---
id: "claim-ai-spend-imbalance"
type: "claim"
source_timestamps: ["\\\"§ 3. Design AI with Workers", "Not Just for Them\\\""]
tags: ["budget-allocation", "change-management", "roi"]
related: ["contrarian-ai-cost-cutting", "quote-human-hurdle"]
confidence: "high"
testable: true
provenance: "Deloitte research statistic"
sources: ["adoption"]
sourceVaultSlug: "hbr-seg-adoption"
originDay: 9
articleStem: "hbr-edu-40-workers-dont-trust-ai"
sourceUrl: "https://hbr.org/2025/11/workers-dont-trust-ai-heres-how-companies-can-change-that"
sourceTitle: "Workers Don’t Trust AI. Here’s How Companies Can Change That."
---
# 93% of AI Spend Ignores Human Factors

**Claim:** Enterprise AI expenditure is massively imbalanced: companies devote **93% of spending to data, technology, and infrastructure** and only **7% to people-related issues** — redesigning work, training, change management, and reimagining roles and career paths. This underinvestment in the human element directly contributes to the failure of AI scaling efforts (see [[contrarian-ai-cost-cutting]]; this is the numeric backbone of the thesis in [[quote-human-hurdle]]).
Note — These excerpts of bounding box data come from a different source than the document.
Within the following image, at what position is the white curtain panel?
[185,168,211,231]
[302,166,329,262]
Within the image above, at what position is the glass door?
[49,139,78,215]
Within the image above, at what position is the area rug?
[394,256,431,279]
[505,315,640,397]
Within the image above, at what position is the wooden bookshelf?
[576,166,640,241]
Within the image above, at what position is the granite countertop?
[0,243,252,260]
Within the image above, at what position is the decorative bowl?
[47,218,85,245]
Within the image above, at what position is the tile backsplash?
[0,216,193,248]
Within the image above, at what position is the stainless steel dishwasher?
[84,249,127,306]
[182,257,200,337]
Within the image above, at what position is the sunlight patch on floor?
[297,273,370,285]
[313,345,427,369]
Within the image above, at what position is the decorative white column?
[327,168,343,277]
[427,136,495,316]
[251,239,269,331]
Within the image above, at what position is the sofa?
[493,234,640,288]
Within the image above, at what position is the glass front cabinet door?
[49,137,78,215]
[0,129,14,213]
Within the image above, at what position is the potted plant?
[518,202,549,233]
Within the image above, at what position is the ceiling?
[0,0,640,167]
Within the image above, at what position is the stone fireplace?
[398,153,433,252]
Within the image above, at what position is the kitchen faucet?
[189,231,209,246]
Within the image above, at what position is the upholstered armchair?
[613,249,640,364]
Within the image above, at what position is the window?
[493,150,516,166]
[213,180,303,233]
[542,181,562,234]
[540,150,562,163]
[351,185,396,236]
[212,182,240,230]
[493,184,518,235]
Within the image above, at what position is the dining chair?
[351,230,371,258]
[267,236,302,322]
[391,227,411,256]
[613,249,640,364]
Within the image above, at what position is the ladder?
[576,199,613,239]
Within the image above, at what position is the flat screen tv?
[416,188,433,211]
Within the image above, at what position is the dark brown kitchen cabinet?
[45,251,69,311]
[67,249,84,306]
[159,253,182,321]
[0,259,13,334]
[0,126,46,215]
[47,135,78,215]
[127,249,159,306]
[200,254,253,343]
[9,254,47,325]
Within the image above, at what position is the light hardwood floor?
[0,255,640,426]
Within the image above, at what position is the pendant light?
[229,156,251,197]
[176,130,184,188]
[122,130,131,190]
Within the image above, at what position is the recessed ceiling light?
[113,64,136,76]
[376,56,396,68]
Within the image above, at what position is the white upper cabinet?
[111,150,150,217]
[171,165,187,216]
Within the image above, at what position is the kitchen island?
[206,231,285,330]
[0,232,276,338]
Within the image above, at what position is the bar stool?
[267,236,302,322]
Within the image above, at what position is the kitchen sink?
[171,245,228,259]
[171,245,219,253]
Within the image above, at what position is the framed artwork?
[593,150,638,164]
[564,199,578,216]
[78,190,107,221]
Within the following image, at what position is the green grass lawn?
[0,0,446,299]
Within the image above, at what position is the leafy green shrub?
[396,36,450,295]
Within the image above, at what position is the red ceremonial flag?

**Confidence: HIGH** (as reported), with a provenance caveat.

**Enrichment validation:** *Plausible and likely accurate for Deloitte's dataset,* but the precise **93/7 split is not widely corroborated outside this HBR/Deloitte context.** Treat it as a **Deloitte research statistic**, not a universal industry benchmark. The *qualitative* point — chronic underinvestment in human/organizational factors relative to technology — is a recurring theme across Deloitte and broader sociotechnical-systems literature.